Quem precisa receber todo o nosso carinho nessa história é, claro, Mike, cuja trajetória vem sendo esculpida com precisão cirúrgica e é seguramente o dono da sétima temporada de The Middle. Vê-lo sendo atingido pelo crescimento da filha não é algo inédito e nem será a última vez que isso será abordado na série, mas a execução foi belíssima.
Sue foi quem mais me surpreendeu no episódio. Achei uma baita ousadia dizer “pai, não estou pedindo permissão, estou apenas comunicando”. Sapateou na cara do véio. Uma atitude que poderia não ter combinado com a personagem, mas que foi entregue por Eden Sher com um nível de “firmeza meiga” poderosíssimo, algo típico de quem faz seu trabalho com propriedade e compreende a garota que interpreta. A cereja do bolo, claro, foi a breve participação de Brad, sempre marcando presença na vida da amiga e nos divertindo no processo.
A percepção de que a filhinha se tornou mulher foi o momento “Sue olhou para as estrelas” ou “Axl me deu um garfo” do episódio, um ingrediente básico da receita de bolo que toda semana The Middle acaba seguindo. Gostei, me emocionei, mas não quero que The Middle se acomode no uso dessas cenas emocionantes de fim de episódio e espero que a série trabalhe para inovar sua estrutura agora que sabemos que a oitava temporada vem aí.
A única coisa que realmente fez falta foi um aprofundamento da história “Mike foi negligenciado”. Pitadas desse arco iam sempre sendo pulverizadas de leve ao longo dos 20 minutos. Os passeios turísticos programados (que eu também odeio e vivo enrolando pra matar nas viagens em família) e a constante sensação de que suas necessidades eram ofuscadas pelos Donahues me levaram a acreditar que o episódio estava nos levando a algum lugar, mas isso nem chegou a acontecer, e em algum nível isso me decepcionou um pouco.

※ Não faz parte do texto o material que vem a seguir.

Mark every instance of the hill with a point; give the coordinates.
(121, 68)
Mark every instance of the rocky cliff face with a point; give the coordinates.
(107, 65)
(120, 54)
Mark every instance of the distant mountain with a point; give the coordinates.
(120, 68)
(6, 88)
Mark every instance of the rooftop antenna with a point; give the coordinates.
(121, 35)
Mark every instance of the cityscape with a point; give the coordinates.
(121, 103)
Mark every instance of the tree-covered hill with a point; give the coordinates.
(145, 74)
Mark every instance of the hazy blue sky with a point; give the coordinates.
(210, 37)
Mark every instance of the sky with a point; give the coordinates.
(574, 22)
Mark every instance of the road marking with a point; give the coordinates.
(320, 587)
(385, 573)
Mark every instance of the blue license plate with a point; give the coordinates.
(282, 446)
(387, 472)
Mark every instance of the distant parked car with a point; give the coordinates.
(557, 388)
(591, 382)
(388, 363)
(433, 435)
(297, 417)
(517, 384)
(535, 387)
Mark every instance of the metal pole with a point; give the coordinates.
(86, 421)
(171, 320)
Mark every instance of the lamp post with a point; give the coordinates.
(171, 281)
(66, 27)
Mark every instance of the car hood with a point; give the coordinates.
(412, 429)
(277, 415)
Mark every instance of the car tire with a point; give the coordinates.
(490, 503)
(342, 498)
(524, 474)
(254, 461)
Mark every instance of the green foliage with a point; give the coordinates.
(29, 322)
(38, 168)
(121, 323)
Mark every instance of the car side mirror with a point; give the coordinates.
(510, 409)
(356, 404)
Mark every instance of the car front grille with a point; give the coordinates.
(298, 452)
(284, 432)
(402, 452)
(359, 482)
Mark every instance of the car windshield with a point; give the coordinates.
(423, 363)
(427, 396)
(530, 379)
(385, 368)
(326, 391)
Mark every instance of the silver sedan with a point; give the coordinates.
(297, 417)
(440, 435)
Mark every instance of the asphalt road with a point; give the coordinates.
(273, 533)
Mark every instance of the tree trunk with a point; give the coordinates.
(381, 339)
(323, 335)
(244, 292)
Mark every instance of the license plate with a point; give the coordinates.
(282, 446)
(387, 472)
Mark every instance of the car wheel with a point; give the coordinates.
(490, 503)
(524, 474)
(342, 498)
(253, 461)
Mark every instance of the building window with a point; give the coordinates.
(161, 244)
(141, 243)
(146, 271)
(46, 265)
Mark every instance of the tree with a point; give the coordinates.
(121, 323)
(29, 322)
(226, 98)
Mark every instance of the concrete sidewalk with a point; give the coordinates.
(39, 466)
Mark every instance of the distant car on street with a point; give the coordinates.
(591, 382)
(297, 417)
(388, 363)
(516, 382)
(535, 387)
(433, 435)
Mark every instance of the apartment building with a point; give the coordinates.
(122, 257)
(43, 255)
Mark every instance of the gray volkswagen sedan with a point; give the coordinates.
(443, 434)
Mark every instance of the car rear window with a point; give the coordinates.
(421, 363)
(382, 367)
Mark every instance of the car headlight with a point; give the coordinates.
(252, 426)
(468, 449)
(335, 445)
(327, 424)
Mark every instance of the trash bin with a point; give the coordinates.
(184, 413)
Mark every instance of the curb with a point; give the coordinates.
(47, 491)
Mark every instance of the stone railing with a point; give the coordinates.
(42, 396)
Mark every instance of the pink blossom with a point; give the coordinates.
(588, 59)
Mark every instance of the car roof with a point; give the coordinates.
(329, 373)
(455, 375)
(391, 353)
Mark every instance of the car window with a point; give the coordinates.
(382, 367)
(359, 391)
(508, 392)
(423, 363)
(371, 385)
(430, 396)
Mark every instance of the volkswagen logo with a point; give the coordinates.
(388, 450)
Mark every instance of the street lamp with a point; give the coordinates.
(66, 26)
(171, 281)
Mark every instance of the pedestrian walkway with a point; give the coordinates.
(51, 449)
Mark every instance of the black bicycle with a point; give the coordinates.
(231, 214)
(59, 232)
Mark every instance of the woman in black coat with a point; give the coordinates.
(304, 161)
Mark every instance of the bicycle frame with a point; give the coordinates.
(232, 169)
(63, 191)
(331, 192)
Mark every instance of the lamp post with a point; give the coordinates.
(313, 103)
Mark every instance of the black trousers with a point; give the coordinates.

Mas não se pode dizer que Mike não foi uma estrela. Foi ele o pilar de sustentação do episódio a partir do momento em que sentiu a necessidade e teve a ideia de ir a Kentucky, graças a um dinheirinho extra que o negócio de fraldas rendeu. Thiago comentou aqui que sente que esse negócio irá levá-los pro topo da pirâmide social americana ou deixá-los lascados de vez na pindaíba, mas eu creio que, ao menos por um bom tempo, a ideia vai ser basicamente essa: o negócio vai ajudar um pouquinho e permitir que a família faça algo diferente que renda um episódio, mas mantendo o status constante de Classe C. Talvez no final de tudo possamos testemunhar uma ascensão social dos Hecks, mas creio que essa história ficará de molho por um bom tempo.
Falando em final, precisamos falar sobre a conclusão do episódio. Se a série já não tivesse sido renovada, eu teria certeza absoluta de que estávamos em nossa última temporada de The Middle. O nível do tom de despedida da frase “e esta foi a nossa última viagem com os Donahues…” foi altíssimo, e passa até a impressão de que, por pressão da emissora, a série pode estar correndo o risco de durar mais do que o planejado por suas showrunners. Embora não queira ver The Middle acabando tão cedo (#10SeasonsAndAMovie), liguei meu alerta laranja de preocupação. Espero uma série redondinha e feita com todo o esmero e planejamento que The Middle merece. É isso, e somente isso, que permite a existência contínua de episódios interessantes como A Very Dohanue Vacation. Dedos cruzados.